LAFAYETTE — A search committee charged with recommending a new general counsel for the School Board decided Tuesday to ask the full board to look at revising the policy that gave the committee the authority to recommend lawyers.
The search committee includes five board members — board President Hunter Beasley, board Vice President Tommy Angelle, Kermit Bouillion, Rae Trahan and Mark Cockerham — and Superintendent Pat Cooper.
Some committee members said the policy creating the committee is vague and confusing because it states the committee shall have five voting members, but doesn’t designate which committee members get a vote.
The policy designates that all assistant superintendents also may serve on the committee, but only in an advisory capacity. No other advisory capacity is given to other committee members, according to the policy.
The board will review the policy at its next regular meeting scheduled May 7.
The search committee’s first meeting last month was brief — only 20 minutes — and committee members discussed a tentative timeline of July to make a recommendation to the full School Board of at least two top firms for the job.
The committee decided Tuesday to continue reviewing its existing request for proposals for legal services and to meet again to devise a request for proposals.
The committee next meets at 6:30 p.m. May 14.
Committee members briefly discussed the possibility of hiring a full-time attorney on staff, similar to the neighboring parishes of Vermilion and Iberia. But the discussion veered back to hiring an attorney who would be available to advise the board during board meetings and on an as-needed basis.
The school board’s special counsel, Hammonds, Sills, Adkins and Guice, is currently serving as interim general counsel at its approved special counsel rates.
Attorney Jon Guice of the firm has been attending School Board meetings since March 5 at a rate of $175 an hour.
The board voted in November to relieve the District Attorney’s Office as general counsel. Some board members had disagreed with Assistant District Attorney Roger Hamilton Jr.’s handling of a board request of the Attorney General’s Office to hire special counsel to investigate Superintendent Pat Cooper.

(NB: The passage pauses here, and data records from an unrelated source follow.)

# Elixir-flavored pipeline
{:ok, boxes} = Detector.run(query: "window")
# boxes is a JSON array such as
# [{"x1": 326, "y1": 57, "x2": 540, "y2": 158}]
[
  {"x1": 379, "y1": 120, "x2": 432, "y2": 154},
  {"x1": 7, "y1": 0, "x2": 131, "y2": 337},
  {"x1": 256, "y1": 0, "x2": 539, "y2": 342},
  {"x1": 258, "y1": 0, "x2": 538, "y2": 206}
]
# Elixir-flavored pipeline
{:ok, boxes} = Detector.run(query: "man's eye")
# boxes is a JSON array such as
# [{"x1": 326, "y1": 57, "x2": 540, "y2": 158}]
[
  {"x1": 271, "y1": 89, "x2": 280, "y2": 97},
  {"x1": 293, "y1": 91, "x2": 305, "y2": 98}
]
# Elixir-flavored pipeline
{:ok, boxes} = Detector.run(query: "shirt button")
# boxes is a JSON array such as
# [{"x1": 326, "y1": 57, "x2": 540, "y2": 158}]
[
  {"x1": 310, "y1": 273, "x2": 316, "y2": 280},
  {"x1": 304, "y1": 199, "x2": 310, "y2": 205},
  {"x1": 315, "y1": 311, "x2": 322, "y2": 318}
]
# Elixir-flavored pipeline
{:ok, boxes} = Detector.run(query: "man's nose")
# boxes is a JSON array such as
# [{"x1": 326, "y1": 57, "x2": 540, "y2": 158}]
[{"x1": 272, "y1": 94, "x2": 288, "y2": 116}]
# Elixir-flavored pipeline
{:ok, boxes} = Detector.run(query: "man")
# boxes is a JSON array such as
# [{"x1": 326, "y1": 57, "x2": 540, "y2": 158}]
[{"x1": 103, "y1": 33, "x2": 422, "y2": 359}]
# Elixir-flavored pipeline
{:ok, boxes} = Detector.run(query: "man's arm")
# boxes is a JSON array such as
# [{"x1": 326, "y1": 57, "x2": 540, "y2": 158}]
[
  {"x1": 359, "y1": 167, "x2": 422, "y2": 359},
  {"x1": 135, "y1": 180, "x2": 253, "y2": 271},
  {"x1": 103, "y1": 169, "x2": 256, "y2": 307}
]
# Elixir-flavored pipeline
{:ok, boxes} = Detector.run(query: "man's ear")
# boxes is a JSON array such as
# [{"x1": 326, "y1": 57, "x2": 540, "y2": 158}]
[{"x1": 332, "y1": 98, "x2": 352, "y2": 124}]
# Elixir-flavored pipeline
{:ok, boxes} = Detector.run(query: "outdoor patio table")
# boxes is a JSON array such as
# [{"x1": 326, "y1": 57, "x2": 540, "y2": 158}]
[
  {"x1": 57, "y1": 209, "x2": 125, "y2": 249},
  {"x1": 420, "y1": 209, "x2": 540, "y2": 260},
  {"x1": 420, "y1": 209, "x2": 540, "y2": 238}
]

In a letter, Hamilton informed the Attorney General’s Office that he found no cause for an investigation of Cooper. Hamilton continued to serve as the board’s appointed general counsel until early March and attended his last meeting March 5, alongside Guice.
By law, district attorney’s offices are required to provide general counsel services to school boards, but the boards are under no obligation to accept the free service.
State law also enables school boards to hire and negotiate private general counsel services. It remains unclear how much general counsel services will cost the School Board.